Laerdal HeartCode® ACLS Simulator


HeartCode® ACLS (Laerdal Corporation, Stavanger, Norway) has many similarities to the Anesoft ACLS Simulator. It is also a web-based program that enables students to diagnose and treat a number of Advanced Cardiac Life Support scenarios [25]. The package has a total of ten cases with one BLS case, two megacode scenarios, and seven other ­emergencies. The program includes on-line help (coaching) and automated debriefing.
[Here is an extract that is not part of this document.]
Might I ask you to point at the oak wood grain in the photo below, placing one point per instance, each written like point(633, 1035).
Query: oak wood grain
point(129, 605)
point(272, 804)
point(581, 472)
Unlike with the Anesoft ACLS Simulator, the electrocardiogram in HeartCode® ACLS is a static image rather than a dynamic, sweeping waveform.


Anesoft Pediatric Advanced Life Support (PALS) Simulator


The Anesoft PALS Simulator was created in the mold of its adult (ACLS) counterpart in 2006 [26]. The original version was configured to operate on any Windows-compatible computer and was designed to provide robust training in the key cognitive aspects of conducting an advanced pediatric resuscitation in accordance with published guidelines [27]. As in the ACLS Simulator, the graphical user interface displays dynamic images of the patient, the resuscitators, and a cardiac rhythm monitor, and the operator directs the resuscitators to perform various interventions using a series of buttons and a mouse-controlled menu (Fig. 14.4a). The PALS Simulator also contains an automated debriefing system and on-demand help system, and the simulator’s drug information library provides dosing guidelines appropriate for pediatric patients.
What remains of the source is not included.